By Ghulam Haider Shaikh

The decision by Pakistan Tehreek-e-Insaf (PTI) to form a short or limited cabinet in Khyber Pakhtunkhwa (KP) signals both political pragmatism and financial caution. In a province grappling with economic pressures, administrative challenges, and governance fatigue, this move, if driven by merit rather than expedience, could set an example for efficient governance and fiscal responsibility.

Historically, KP’s cabinets have often reflected political appeasement more than performance. Expanding ministries to accommodate allies or balance internal factions has diluted accountability and burdened public resources. By choosing to restrict the number of ministers, PTI appears to be acknowledging that lean governance, rather than political patronage, is the need of the hour. A smaller cabinet, if properly empowered, can expedite decision-making, reduce bureaucratic overlap, and promote a culture of responsibility within the provincial machinery.

However, the effectiveness of this decision will depend entirely on who is included in the new team. The temptation to fill key posts based on loyalty or group influence, instead of competence and integrity, could undermine the very principle the party claims to uphold. KP’s issues are deeply rooted in governance gaps: from failing infrastructure in the merged districts to law-and-order concerns in sensitive border areas, and from unemployment to underfunded education and healthcare sectors. The province requires a cabinet that not only understands these realities but can act on them decisively.

Moreover, fiscal discipline should accompany this political restraint. Reducing the size of the cabinet must translate into a broader policy of cutting unnecessary expenditures, strengthening transparency, and prioritizing service delivery. The people of KP, who have endured repeated political experiments, deserve results, not rhetoric.

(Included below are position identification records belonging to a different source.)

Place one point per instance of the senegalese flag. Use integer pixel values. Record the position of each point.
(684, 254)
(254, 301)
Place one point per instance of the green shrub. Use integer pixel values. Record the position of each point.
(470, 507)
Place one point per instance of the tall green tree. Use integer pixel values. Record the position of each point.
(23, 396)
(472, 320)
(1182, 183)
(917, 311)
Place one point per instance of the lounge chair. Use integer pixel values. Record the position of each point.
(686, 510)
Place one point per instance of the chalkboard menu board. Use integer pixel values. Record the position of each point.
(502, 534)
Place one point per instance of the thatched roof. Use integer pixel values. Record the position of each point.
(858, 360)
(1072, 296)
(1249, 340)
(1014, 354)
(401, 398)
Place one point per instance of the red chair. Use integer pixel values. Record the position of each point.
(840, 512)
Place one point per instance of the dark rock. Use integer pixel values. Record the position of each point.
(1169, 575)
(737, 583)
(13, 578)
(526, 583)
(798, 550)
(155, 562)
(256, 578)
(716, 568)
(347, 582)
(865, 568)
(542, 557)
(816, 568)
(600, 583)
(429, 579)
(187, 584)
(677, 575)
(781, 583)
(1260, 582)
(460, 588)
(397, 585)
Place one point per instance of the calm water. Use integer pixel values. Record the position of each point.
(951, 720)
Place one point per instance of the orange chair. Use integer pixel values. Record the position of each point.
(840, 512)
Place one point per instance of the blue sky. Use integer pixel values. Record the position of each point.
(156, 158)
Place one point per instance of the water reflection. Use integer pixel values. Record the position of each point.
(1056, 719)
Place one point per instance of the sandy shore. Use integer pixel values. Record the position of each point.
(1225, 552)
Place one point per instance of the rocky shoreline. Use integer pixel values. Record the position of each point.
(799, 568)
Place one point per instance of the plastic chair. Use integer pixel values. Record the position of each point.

If PTI truly wishes to rebuild its political image after years of turbulence, this cabinet formation could serve as the first credible step. Governance in KP must move away from symbolic gestures toward measurable performance. A smaller cabinet is not automatically a better one, but it can be, if backed by integrity, capability, and genuine commitment to public welfare.

In a province where politics often outweighs policy, PTI now has an opportunity to reverse that equation, by proving that governance, when done with sincerity and restraint, can still earn public trust.